Submission to
BBC Trust
Service Review of Network Music Radio (Radio 1, Radio 2, Radio 3, 6 Music, 1Xtra, Asian Network)
from
November 2014
INTRODUCTION
This paper should be seen in conjunction with a submission to the BBC Trust from Classic FM’s parent company Global and also from RadioCentre. It focuses on BBC Radio 3 and its exceptional role in broadcasting and commissioning classical music.
BBC Radio 3 holds a unique position in the British broadcasting landscape. Its strength in the past has been in its ability to use this unique position, with the safety net of generous public funding, to create bold, distinctive, brave programming, unfettered by the need to deliver audiences to advertisers. With a guaranteed income from the Licence Fee, BBC Radio 3 operates in common with other BBC services, without any fear of commercial failure.
The position of BBC Radio 3 in the marketplace means that the BBC occupies a potentially market-distorting role in terms of the commissioning, broadcast and promotion of live classical music in the UK, either on radio or via digital online broadcasts.
SUMMARY
The BBC must have greater regard for the impact of BBC Radio 3 on the market place and on the classical music eco-system in the UK. In future, the BBC should enforce far tighter content requirements on publicly subsidised services such as BBC Radio 3, with far greater regard to the overall competitive broadcast marketplace when programming changes are made.
Alone among any BBC radio or television service, it can be argued that BBC Radio 3’s uniquely guaranteed funding, along with the concentration of power in the hands of the station’s Controller, is unprecedented in any other area of broadcasting or the arts in the UK. Not only is this role editorially and financially responsible for the radio network, but the holder of the post is also the largest commissioner of classical music in the UK, controls the UK’s biggest live classical music festival (The BBC Proms) and is responsible for the five BBC Orchestras and the BBC Singers.
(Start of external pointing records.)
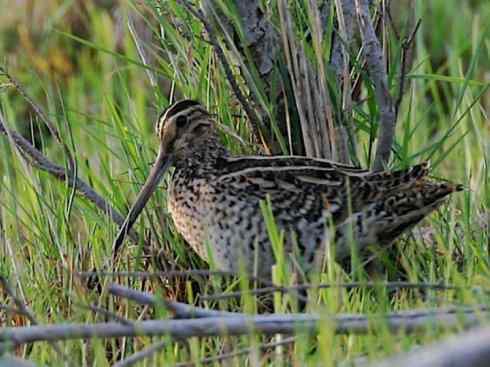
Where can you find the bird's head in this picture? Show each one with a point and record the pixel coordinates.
(180, 128)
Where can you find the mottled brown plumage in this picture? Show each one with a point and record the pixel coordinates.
(214, 198)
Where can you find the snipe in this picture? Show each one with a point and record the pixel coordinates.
(214, 198)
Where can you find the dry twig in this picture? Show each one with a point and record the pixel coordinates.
(376, 67)
(408, 322)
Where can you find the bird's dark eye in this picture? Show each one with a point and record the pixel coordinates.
(181, 121)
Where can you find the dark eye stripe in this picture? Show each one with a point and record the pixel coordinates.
(179, 107)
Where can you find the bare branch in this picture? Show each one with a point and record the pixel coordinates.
(408, 322)
(466, 349)
(223, 357)
(407, 47)
(37, 159)
(353, 285)
(376, 67)
(254, 120)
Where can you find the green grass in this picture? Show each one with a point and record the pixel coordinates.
(105, 109)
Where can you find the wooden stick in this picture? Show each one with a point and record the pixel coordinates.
(408, 322)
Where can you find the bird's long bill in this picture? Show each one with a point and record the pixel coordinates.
(162, 163)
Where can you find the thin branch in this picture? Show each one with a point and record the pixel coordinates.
(37, 159)
(471, 348)
(254, 120)
(377, 71)
(42, 115)
(408, 322)
(407, 46)
(223, 357)
(353, 285)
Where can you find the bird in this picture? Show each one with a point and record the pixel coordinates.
(218, 201)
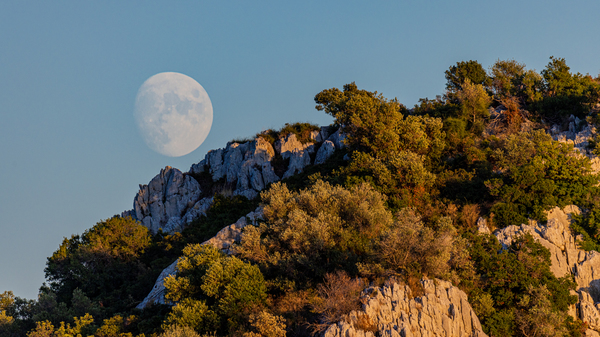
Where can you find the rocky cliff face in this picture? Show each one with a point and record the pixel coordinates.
(394, 311)
(172, 199)
(579, 134)
(567, 259)
(222, 240)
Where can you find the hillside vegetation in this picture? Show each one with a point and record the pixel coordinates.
(399, 202)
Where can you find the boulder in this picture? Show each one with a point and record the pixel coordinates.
(157, 294)
(299, 159)
(166, 199)
(325, 151)
(338, 139)
(567, 260)
(394, 310)
(222, 240)
(290, 144)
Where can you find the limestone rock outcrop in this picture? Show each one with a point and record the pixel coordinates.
(166, 199)
(222, 240)
(579, 133)
(249, 165)
(325, 151)
(567, 259)
(394, 310)
(173, 199)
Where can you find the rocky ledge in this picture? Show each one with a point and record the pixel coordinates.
(567, 259)
(393, 311)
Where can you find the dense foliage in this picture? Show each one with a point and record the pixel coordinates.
(401, 200)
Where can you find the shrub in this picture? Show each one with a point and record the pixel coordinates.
(316, 230)
(338, 296)
(266, 325)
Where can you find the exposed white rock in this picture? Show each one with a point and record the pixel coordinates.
(157, 294)
(394, 310)
(222, 240)
(290, 144)
(567, 259)
(299, 159)
(325, 151)
(482, 226)
(166, 198)
(323, 134)
(171, 200)
(338, 139)
(198, 167)
(579, 137)
(214, 160)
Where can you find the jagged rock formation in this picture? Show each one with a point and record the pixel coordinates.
(394, 311)
(567, 259)
(172, 199)
(580, 137)
(222, 240)
(169, 201)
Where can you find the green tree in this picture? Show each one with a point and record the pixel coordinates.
(317, 230)
(506, 77)
(214, 291)
(537, 174)
(103, 263)
(458, 74)
(475, 102)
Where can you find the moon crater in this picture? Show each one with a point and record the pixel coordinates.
(173, 113)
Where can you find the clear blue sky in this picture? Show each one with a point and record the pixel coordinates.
(70, 154)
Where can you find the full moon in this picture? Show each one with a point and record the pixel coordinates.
(173, 113)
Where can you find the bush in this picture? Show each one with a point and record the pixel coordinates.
(317, 230)
(215, 292)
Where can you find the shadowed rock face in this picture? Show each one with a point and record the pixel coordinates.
(166, 199)
(394, 310)
(223, 240)
(172, 199)
(580, 139)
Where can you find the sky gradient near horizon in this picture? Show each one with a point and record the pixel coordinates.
(70, 153)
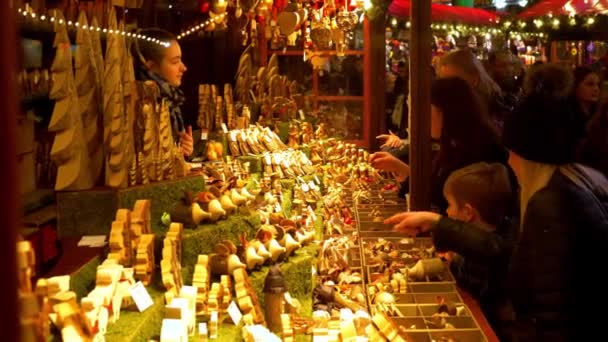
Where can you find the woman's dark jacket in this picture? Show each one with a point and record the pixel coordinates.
(482, 267)
(594, 148)
(554, 278)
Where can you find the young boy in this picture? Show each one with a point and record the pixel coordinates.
(481, 195)
(481, 204)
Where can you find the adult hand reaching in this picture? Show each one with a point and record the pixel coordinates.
(392, 140)
(186, 143)
(414, 222)
(387, 162)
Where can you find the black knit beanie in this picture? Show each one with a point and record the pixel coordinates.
(546, 127)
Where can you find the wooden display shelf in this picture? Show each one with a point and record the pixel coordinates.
(475, 309)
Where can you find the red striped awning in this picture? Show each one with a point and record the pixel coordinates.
(465, 15)
(565, 7)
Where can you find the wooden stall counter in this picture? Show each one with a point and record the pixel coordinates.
(475, 309)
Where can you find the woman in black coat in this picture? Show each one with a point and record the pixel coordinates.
(463, 134)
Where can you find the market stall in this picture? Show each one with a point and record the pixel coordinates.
(573, 31)
(273, 232)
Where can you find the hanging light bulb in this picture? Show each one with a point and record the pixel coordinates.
(239, 10)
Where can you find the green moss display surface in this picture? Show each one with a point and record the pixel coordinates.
(91, 212)
(80, 281)
(203, 239)
(297, 271)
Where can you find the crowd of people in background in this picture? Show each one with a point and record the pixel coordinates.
(519, 189)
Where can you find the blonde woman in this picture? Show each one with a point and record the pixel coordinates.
(463, 64)
(563, 217)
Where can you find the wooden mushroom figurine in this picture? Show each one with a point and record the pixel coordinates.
(188, 212)
(225, 260)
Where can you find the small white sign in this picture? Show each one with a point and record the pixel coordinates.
(312, 213)
(234, 313)
(312, 185)
(202, 330)
(140, 296)
(288, 299)
(92, 241)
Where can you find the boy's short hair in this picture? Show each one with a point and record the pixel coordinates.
(486, 187)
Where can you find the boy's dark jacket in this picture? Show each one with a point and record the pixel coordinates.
(552, 277)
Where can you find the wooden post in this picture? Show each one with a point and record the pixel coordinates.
(9, 204)
(420, 116)
(262, 43)
(374, 89)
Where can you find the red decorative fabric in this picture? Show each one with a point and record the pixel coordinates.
(465, 15)
(565, 7)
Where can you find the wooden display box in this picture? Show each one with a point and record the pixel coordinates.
(91, 212)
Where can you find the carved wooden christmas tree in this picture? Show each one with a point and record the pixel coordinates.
(115, 119)
(88, 86)
(149, 115)
(130, 97)
(165, 153)
(69, 150)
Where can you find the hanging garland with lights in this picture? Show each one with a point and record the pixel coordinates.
(29, 14)
(554, 23)
(217, 17)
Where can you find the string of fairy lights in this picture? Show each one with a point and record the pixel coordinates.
(31, 15)
(213, 20)
(537, 27)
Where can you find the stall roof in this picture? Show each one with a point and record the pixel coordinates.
(565, 7)
(465, 15)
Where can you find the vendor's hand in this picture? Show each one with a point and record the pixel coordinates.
(387, 162)
(392, 140)
(186, 143)
(414, 222)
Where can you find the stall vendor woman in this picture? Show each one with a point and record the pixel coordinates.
(163, 64)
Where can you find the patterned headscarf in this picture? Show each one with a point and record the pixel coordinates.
(174, 97)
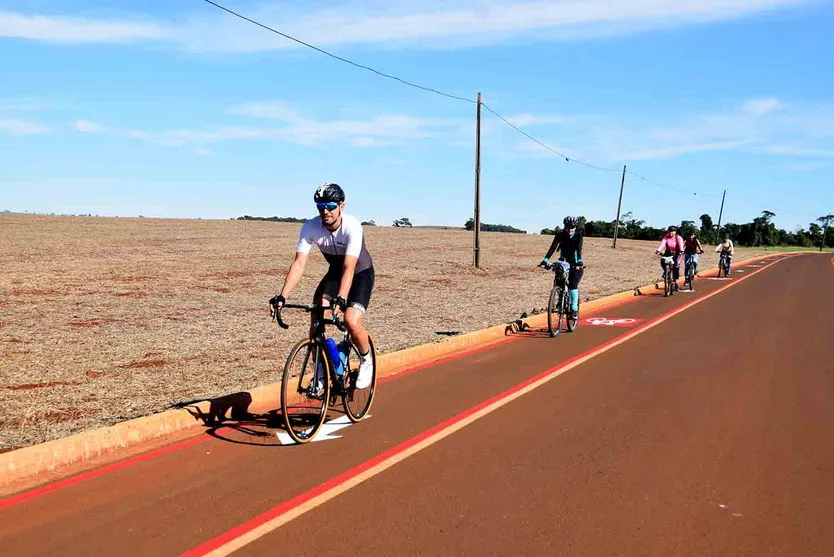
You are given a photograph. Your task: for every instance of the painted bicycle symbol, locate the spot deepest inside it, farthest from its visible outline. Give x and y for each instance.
(612, 321)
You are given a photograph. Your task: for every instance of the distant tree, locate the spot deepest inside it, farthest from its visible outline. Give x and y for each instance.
(707, 234)
(470, 225)
(826, 222)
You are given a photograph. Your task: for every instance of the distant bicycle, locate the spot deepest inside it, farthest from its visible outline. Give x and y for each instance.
(558, 305)
(691, 264)
(310, 383)
(724, 263)
(668, 262)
We hope that, with the benefit of hindsight, the BBC Trust will recognise and acknowledge the detrimental effect of its last service review of BBC Radio 3 on the UK’s classical music broadcast landscape and that it will give serious consideration to ensuring that this current review rights those wrongs.
Given the amount of public money available to BBC Radio 3’s management, it is imperative that this funding is invested to augment and widen the artistic depth and breadth of classical music broadcasting in the UK, rather than in replicating the service already provided by Classic FM, the BBC’s only commercial competitor in this area.
We would also welcome a new funding mechanism, which allows a far wider dissemination of classical music content from orchestras funded by the Arts Council. This could be through a public service fund, provided by a proportion of the licence fee, which allows commercial services to broadcast cultural events (such as live classical music concerts). This mechanism would ensure that these events reach a far wider audience, thereby making the ratio of public subsidy to audience reached far more economically justifiable.
Finally, any incursions into digital delivery of classical music by the BBC – either via Radio 3 or through other means should be closely monitored and controlled. At present, these appear to be unfettered.